The soft-spoken manager has been a part of Hotel Vermont since its inception, initially as a supervisor for the department he now oversees. After a brief pause in service due to the pandemic, Pradhan returned to the organization as a manager and has been instrumental in helping craft meaningful experiences for visitors of the hotel.

“We treat our guests with respect,” Pradhan shares when asked about his philosophy toward hospitality, “so that they feel it’s a second home for them.”

For Pradhan, this notion is particularly resonant as the reality of a home eluded him for decades. Pradhan—an immigrant expelled from his homeland of Bhutan in the early nineties—spent twenty years living as a refugee in Nepal before finding his way to America. Pradhan’s story, like so many of his southern Bhutanese compatriots, is one of survival. After a state-sponsored wave of ethnic cleansing threatened the safety of Pradhan’s family, they fled to Nepal, abandoning everything they owned to escape the violence and unrest that engulfed the southern region of the country.
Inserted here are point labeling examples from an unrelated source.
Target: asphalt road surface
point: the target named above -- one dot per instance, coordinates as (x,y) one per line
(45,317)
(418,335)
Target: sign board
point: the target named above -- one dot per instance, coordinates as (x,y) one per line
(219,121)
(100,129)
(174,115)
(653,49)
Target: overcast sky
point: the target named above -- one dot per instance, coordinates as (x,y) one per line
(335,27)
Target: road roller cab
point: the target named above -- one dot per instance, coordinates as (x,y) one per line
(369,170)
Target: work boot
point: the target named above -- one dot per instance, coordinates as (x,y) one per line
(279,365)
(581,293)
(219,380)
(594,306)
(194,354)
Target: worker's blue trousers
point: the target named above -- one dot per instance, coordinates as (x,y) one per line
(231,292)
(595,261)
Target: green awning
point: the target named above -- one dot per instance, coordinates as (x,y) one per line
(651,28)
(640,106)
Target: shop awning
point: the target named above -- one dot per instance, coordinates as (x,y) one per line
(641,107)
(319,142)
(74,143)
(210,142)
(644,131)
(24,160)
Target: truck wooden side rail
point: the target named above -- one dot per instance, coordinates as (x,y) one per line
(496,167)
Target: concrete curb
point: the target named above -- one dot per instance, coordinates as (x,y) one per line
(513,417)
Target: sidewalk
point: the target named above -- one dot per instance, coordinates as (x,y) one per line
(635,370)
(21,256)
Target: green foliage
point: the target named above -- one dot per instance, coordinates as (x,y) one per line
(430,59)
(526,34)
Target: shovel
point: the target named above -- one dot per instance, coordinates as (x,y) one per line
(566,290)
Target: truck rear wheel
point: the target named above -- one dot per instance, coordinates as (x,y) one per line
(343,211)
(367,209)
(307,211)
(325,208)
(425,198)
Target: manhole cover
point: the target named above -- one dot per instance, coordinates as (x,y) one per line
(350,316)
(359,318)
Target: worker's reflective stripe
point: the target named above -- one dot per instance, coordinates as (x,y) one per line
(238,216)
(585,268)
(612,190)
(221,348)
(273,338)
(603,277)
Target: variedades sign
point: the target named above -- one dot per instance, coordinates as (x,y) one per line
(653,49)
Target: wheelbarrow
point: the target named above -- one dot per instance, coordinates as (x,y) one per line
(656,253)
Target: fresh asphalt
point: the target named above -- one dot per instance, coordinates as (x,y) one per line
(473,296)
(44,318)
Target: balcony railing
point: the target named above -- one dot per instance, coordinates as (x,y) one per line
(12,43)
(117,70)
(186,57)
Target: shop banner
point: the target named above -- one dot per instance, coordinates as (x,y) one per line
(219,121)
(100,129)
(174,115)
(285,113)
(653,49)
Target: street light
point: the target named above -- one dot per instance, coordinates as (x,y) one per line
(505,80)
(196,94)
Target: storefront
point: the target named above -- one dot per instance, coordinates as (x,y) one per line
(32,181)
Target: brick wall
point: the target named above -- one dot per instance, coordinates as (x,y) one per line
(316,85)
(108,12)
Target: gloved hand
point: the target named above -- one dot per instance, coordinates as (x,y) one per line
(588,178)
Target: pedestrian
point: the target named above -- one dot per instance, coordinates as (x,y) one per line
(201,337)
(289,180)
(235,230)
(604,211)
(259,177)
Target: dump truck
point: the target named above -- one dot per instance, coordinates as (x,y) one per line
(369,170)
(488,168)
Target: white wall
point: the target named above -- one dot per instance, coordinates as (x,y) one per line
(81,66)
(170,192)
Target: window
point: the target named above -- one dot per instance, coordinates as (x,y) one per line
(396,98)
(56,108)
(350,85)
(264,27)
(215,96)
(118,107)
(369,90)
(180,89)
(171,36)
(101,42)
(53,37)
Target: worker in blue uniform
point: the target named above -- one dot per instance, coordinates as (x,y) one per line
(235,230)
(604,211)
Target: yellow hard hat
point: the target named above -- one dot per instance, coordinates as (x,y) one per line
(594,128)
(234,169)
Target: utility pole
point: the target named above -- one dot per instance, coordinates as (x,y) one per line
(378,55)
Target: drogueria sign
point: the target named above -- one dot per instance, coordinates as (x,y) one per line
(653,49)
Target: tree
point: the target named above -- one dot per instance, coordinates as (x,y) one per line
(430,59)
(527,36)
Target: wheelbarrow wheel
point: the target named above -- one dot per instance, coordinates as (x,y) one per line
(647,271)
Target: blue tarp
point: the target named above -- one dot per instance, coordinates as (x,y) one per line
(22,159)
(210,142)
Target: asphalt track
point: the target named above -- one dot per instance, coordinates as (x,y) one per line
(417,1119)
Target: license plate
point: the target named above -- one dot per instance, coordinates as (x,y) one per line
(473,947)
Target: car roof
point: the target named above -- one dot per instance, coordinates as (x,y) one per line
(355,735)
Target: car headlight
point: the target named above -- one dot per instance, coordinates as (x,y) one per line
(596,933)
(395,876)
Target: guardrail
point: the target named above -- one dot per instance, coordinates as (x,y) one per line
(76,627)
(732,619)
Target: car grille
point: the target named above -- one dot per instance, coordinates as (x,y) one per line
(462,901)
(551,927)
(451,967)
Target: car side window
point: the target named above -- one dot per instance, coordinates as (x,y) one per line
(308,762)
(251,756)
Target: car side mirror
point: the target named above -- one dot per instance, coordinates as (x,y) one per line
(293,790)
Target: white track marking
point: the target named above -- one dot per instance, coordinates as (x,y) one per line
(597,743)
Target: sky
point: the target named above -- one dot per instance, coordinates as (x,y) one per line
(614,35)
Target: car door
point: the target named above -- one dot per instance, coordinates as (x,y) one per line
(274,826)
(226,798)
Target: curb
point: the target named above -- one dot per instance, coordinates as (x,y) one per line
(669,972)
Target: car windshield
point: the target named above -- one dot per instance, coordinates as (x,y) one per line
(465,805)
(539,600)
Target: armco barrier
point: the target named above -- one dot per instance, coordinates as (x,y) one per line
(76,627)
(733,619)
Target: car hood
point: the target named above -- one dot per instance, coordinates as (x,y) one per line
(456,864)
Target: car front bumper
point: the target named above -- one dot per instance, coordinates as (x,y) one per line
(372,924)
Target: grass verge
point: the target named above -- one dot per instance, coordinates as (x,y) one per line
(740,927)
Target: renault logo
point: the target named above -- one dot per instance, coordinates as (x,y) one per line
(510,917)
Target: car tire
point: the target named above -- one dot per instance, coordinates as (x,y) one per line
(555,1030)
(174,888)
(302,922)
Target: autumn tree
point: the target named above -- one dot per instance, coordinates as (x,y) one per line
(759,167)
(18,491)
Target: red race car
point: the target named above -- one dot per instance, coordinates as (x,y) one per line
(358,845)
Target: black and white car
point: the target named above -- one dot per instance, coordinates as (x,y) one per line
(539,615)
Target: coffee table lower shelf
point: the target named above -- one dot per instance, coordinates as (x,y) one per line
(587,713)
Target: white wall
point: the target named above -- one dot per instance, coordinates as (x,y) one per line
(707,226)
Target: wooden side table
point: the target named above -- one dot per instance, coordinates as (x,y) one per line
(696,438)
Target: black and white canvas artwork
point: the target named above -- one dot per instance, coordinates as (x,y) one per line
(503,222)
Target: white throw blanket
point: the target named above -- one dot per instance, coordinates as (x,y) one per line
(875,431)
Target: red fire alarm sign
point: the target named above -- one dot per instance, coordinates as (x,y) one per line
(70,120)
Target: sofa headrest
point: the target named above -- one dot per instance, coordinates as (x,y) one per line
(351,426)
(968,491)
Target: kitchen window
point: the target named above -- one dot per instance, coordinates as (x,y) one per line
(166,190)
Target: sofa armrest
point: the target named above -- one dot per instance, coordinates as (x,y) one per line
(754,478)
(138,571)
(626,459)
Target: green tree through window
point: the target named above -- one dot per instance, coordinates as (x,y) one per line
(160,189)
Bhutan, hoping to erase all traces of Nepali culture, began forcibly expelling citizens of Nepali descent. Pradhan’s family—who had emigrated from Nepal several generations earlier—had no choice but to leave their home behind in the middle of the night.

Carrying what they could, Pradhan and his family walked for hours to a large truck they procured with five other families and drove for the Nepali border. After 24 hours, they made it to Jhapa, a region in eastern Nepal with newly formed camps for Bhutanese refugees. Pradhan and his family joined 10,000 other escapees and settled in the makeshift city for what would become a twenty-year stay.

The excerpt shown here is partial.